I can’t talk to my teenage brother without flinching. He bet with his friends that he’s going to stretch the hole in his ear until he can carry a pack of cigarettes in it. I got used to his little earring, but a giant bison horn stuck in his ear just makes me nauseous.
My Grandma thinks that eating (or talking about eating) should be the primary occupation in one’s life. Even though she is skin and bones herself, she suspects anorexia in everyone around her. You want to know our little Christmas tradition? It’s her trying to force a fried carp down my brother’s throat. She still doesn’t get that shaking a plate with the mentioned fish under his nose year after year is not going to cut it.

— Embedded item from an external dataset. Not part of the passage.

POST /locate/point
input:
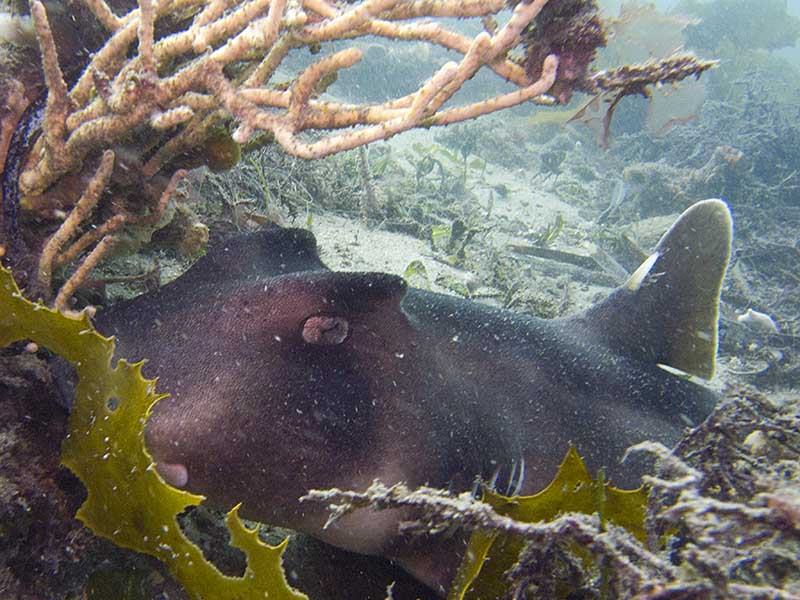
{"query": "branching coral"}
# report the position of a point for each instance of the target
(171, 71)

On top of all that, I made my little brother hate Santa. I didn’t buy him a toy because my dad ensured me that he has everything a four year old can possibly want. Instead, I brought him some candy and a Santa-shaped chocolate that I used to love so much at his age. Who wouldn’t want to bite off a head of a saint and be spared the consequences? My little brother, having noticed a new gift under a Christmas tree, dropped a plastic truck on the floor causing all four wheels to fall off, stepped on a snowman singing “Jingle Bells” (insensitively interrupting the chorus) and seized the package. After throwing the chocolate Santa out of the bag and decapitating him prematurely, he grumbled: “Where’s the toy?!” Since my explanation that Santa has a toy limit per child, I think he has started designing the Invade the North Pole plan.